Venerabili Fratelli!
Come mai le lacrime e i gemiti non soffocano le Nostre parole? Non Ci conviene piuttosto esprimere con i gemiti anziché con le parole quell'immenso dolore dell'animo che Vi dobbiamo manifestare, mentre Vi esponiamo quanto è successo a Parigi il 21 gennaio del corrente anno? Spettacolo orrendo di crudeltà e di barbarie!

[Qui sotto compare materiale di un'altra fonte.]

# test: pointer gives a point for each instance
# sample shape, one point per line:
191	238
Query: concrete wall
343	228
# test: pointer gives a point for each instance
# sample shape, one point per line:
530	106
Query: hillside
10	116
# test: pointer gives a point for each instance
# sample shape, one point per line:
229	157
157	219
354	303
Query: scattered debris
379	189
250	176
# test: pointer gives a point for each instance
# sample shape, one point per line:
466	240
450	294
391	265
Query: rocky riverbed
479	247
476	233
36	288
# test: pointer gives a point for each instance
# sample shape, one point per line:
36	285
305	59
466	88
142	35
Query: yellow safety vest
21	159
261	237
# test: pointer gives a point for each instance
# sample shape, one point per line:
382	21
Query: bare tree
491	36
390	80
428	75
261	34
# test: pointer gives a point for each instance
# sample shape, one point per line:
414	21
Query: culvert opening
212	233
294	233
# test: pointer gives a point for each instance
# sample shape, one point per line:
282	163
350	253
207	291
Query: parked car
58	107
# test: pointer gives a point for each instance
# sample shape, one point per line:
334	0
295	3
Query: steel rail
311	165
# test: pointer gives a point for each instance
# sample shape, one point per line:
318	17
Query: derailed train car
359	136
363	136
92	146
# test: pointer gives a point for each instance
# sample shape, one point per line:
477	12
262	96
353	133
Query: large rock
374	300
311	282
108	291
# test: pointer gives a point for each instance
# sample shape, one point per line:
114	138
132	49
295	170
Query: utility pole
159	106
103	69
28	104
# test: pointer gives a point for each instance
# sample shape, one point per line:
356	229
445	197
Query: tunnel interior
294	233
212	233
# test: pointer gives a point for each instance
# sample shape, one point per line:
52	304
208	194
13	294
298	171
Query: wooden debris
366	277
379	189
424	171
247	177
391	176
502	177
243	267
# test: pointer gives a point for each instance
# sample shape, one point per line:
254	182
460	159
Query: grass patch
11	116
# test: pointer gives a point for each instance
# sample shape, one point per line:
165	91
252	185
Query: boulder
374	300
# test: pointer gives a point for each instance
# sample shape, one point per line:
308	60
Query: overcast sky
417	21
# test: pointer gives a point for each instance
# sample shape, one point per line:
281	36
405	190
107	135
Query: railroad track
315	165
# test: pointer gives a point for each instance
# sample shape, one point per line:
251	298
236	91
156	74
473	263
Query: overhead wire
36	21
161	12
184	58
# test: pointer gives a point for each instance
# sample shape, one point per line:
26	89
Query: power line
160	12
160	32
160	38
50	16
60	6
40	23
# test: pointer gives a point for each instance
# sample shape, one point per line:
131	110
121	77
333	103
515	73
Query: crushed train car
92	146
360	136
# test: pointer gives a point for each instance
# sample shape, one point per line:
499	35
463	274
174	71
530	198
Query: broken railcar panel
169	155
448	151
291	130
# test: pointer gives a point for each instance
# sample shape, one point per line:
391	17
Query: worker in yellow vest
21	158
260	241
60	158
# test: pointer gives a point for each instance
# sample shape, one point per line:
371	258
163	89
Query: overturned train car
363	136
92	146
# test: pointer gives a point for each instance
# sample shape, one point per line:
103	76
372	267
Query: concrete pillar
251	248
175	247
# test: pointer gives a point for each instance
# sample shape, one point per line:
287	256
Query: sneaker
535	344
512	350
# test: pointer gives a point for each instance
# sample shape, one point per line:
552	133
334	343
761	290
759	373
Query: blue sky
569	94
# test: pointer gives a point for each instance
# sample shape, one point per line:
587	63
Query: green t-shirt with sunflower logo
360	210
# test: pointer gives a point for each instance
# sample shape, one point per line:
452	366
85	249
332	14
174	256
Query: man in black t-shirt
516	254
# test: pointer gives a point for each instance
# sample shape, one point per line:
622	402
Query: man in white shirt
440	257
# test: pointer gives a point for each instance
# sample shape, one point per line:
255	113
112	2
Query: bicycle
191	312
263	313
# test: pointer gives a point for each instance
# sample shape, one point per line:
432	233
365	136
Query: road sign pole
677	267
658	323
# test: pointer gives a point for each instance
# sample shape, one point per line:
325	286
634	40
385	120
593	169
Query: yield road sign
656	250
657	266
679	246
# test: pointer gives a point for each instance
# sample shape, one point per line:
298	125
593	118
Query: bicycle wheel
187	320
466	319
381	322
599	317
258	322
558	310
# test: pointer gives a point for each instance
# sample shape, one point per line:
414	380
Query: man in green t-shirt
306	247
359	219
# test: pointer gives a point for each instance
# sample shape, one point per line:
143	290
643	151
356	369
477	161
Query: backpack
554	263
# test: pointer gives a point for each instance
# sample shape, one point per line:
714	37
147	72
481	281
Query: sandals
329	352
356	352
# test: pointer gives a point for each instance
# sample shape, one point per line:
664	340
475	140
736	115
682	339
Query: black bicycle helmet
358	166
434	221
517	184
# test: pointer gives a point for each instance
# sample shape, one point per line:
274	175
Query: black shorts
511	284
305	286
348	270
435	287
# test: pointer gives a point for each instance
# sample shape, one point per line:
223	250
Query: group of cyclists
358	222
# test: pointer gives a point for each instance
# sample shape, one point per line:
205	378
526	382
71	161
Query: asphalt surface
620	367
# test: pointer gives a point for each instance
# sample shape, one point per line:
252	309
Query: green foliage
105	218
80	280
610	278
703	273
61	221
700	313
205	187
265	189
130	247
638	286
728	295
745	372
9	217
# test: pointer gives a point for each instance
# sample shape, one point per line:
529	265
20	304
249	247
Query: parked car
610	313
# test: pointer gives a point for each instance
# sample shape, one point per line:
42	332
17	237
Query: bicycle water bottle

2. Per la cospirazione di uomini empi è stato condannato a morte il cristianissimo re Luigi XVI e la condanna è stata subito eseguita. Ma quale processo, e con quale modalità ciò sia stato compiuto, brevemente Vi riferiremo: la cosa è stata condotta a termine dall'Assemblea Nazionale senza alcuna autorità e senza alcun diritto… abolita la più prestigiosa forma di governo, quella monarchica… La parte più feroce di questo popolo, non contenta di aver degradato la maestà del suo Re, volendogli togliere anche la vita, comandò che fungessero da giudici i suoi stessi accusatori che gli si erano dichiarati nemici. Questi, durante lo svolgimento del processo, vollero repentinamente chiamarne altri peggiori, affinché il numero dei giudici favorevoli alla condanna prevalesse sugli altri. Tuttavia non riuscirono ad aumentarne il numero, in modo che il Re fu condannato con un numero di voti inferiore a quello richiesto dalla legge… Passiamo qui sotto silenzio altri atti illegittimi, certamente nulli e irriti, che si possono leggere nella dignitosa difesa degli avvocati e qua e là nei pubblici giornali. Tralasciamo anche tutto quello che il Re fu costretto a subire e soffrire prima della pena capitale: la sua lunga detenzione in varie prigioni… l'assassinio del suo confessore; la segregazione dalla sua carissima regale famiglia, e tanti altri generi di tribolazioni per aumentargli la pena e l'ignominia. Davanti ad esse, ognuno che abbia qualche sentimento di umanità non può provare altro che orrore, poiché era ben nota a tutti l'indole soave, benefica, clemente, paziente di Luigi XVI, amante del suo popolo, alieno da rigore e severità, cordiale e indulgente verso tutti.
Non possiamo tuttavia passare sotto silenzio tutte le virtù che risultano dal suo testamento scritto di suo pugno, che svela l'intimo del suo animo, e che è stato poi divulgato dovunque a mezzo stampa. Quanta virtù in lui; quanto zelo e amore per la Religione cattolica! Quale testimonianza di vera pietà verso Dio! Quanto dolore, quanto pentimento per aver dovuto apporre la sua firma sotto gli atti contrari alla disciplina e alla vera Fede della Chiesa!
Nulla toglie al Re dell'onore e della gloria del martirio.
Ahi Francia, ahi Francia! Chiamata dai Nostri predecessori "specchio di tutta la Cristianità e sicura colonna della Fede", tu che nel fervore della Fede cristiana e nella devozione alla Sede Apostolica non hai mai seguito le altre Nazioni, ma le hai sempre precedute! Quanto sei lontana da Noi oggi, con codesto animo così ostile verso la vera Religione: sei diventata la più implacabile nemica fra tutti gli avversari della Fede che mai siano esistiti!…
Oh giorno trionfale per Luigi! Dio gli ha dato la pazienza nella persecuzione, la vittoria nel supplizio! Noi abbiamo la ferma fiducia che tu hai felicemente cambiato una caduca corona regale e i gigli, che in breve sfioriscono, con un'altra corona perenne, intessuta dagli Angeli con gigli immortali.
Poniamo fine al Nostro discorso invitandovi a celebrare con Noi le solenni esequie per il defunto Re, secondo la consuetudine, anche se i Nostri uffici funebri di suffragio sembrano inutili, avendo egli conseguito, come si crede, il nome di martire. Sant'Agostino afferma che "la Chiesa non prega per i martiri ma piuttosto si raccomanda alle loro preghiere"; tuttavia l'affermazione del Santo si deve applicare non a colui che per giudizio umano è stato ritenuto martire, ma come tale è stato dichiarato dalla Sede Apostolica.
Pertanto, nel giorno che Vi verrà notificato, insieme con Voi, Venerabili Fratelli, celebreremo le pubbliche esequie nella Nostra pontificia cappella per il cristianissimo re Luigi XVI.